Lifetime Value is prized as a predictive metric, one that yields the value of future cash flows based on calculations tied to the actions and affinities of your users. But users are different and provide a different level of value depending on the category of app you offer and the user journey it enables.
Ask hard questions about your app
Is your game sticky, or strategic? Does your game make it dead-simple for users to spend on in-app purchases? Or does an excess of clicks and friction discourage impulse purchases altogether? Oliver Kern, Chief Commercial Officer at Lockwood Publishing, tells us it’s important to seek answers – not settle for assumptions.
“Knowing whether the lifetime of your game is 30 days, 90 days, 180 days or even longer is a key data point that can distinguish between a commercial hit and a complete failure,” he explains. In his view LTV is an important metric to use “when you want to define and determine the break-even point for your investments in UA.” No matter the lifetime of your app, you want to be sure you recoup your UA investments in that timeframe — or sooner.
Do you want to recoup investment in marketing, advertising and UA in 30 days, 90 days or 360 days? Your app lifetime will answer the question for you.
A longer timeframe gives you more time to recoup investments, but a lot of other things can happen over the course of 6 or 8 months to boost or bust your business. It’s a trade-off, Oliver cautions. “Using a longer lifetime for your model means you will also have to take a higher risk and need to plan for the impact on your cash-flow.” Financial planning for games with shorter lifetimes are also not a walk in the park.
To complicate matters, determining the length of a lifetime isn’t the same exercise for every app because every app and app category is unique.
It’s why Oliver recommends app developers start by examining how well specific app genres engage and monetize their users. “The ability of a game to generate a high volume of in-app purchases also indicates an app with staying power and a longer lifetime.”
He sees a strong relationship between the willingness of a user to spend money in an app and what the user believes will be the likely lifetime of the app in question. “I’m not going to spend $5 on an app when my gut feeling tells me I’m probably going to stop playing in a few weeks time.”

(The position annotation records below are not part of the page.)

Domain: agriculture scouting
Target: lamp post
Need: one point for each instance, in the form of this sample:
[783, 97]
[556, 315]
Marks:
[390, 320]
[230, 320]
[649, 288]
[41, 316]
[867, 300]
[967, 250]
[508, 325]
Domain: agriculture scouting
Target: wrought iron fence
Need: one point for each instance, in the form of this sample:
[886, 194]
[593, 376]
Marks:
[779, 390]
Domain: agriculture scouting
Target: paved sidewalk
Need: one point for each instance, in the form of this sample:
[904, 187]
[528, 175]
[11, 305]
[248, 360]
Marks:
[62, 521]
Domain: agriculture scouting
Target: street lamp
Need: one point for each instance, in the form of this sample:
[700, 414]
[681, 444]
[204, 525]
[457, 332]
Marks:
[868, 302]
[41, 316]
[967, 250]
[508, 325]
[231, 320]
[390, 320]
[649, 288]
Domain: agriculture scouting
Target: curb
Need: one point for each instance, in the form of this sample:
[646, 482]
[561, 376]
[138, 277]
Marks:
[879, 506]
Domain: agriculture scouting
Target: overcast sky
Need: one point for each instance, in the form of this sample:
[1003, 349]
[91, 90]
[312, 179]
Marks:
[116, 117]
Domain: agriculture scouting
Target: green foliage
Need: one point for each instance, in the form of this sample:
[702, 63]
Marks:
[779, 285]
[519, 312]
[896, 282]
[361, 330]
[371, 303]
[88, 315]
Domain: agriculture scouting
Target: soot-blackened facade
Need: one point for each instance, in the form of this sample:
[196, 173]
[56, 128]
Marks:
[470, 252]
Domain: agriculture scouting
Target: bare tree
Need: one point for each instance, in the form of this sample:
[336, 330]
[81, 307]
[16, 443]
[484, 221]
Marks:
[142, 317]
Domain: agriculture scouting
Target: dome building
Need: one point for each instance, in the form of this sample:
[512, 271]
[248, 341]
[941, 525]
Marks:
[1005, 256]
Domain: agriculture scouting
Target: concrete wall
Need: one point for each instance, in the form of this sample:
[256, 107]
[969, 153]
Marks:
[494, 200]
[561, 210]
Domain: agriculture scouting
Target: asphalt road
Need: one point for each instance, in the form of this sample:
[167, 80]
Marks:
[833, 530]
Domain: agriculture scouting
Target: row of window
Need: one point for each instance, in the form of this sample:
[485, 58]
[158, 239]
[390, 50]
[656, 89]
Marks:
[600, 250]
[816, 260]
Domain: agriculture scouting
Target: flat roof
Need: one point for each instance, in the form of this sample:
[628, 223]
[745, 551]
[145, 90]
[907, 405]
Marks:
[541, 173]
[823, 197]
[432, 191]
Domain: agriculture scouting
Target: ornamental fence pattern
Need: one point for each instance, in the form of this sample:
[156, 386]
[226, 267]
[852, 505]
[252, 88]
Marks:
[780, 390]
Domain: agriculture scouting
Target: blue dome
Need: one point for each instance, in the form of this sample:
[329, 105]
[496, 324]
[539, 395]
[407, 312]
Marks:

To underline this important point Oliver references Apsalar data that shows highly engaged users are also likely be highly motivated to make in-app purchases — and suggests app developers use this as a starting point in order to calculate the potential lifespan of their app.
Generally speaking, a casual puzzle game doesn’t have what it takes to keep users engaged -and spending – for long. As a rule, games in this quadrant can expect to have a short lifetime and need to plan — and budget — accordingly. (There are obvious exceptions, such as Candy Crush, a casual game that has also become highly addictive and highly successful.)
In contrast, strategy and adventure games that unfold over time tick all the boxes to excite, engage and monetize users for months, not weeks or days. “These are also the games that don’t just offer entertainment,” Oliver adds. “They offer games as a service, and this is also the model that is engaging users and increasing their willingness to invest money.”
The *real* impact of a lifetime
Understanding how much money your customers spend over a given period is not just at the core of all marketing strategy; it’s data that is essential to financial planning and the efficient use of capital that will allow you to move the needle on your entire app business.
LTV is a key starting point to measuring your customer monetary value and deciding on next steps in your user acquisition strategy. However, to fully grasp the return on marketing investment, a developer needs to perform a comprehensive analysis of how their paid UA correlates with the change in organic traffic and use this to calculate the eCPI, or effective cost per app install. You need to understand how an increase in paid UA impacts costs through organic multiplication. The outcome of this exercise allows you to architect an install curve that equips you to calculate and control the return on your investment.
Putting LTV calculations aside, it is also crucial to align game monetization with appropriate budgeting, especially in the early stages of your app. Granted, app developers have insights – based on their deep knowledge of the app design and the user journey – into how much their target users will spend in-app (and over which period they will make these purchases). However, the gap between making a sale and receiving the money from the app store, leaves a huge question mark over what all app developers need to know in order to run their business: when can they count on receiving the money they earn.
It’s a critical question that can’t be satisfied by a hunch or guess. It requires real numbers and real reliability. Proper budgeting is the key to sustainable growth.
Fortunately, there are many tools that app developers can use to map out initial budgeting, based on available funds, cash flow projections and controls. If you find your model is robust but your budget is nonetheless constrained, don’t settle for putting essentials (such as app iterations, marketing and optimization) on the back burner. Instead, consider using factoring, short-term loans or other available financial tools to bridge the gap. Proper budgeting to support an app with a proven and positive outlook can accelerate your growth manyfold.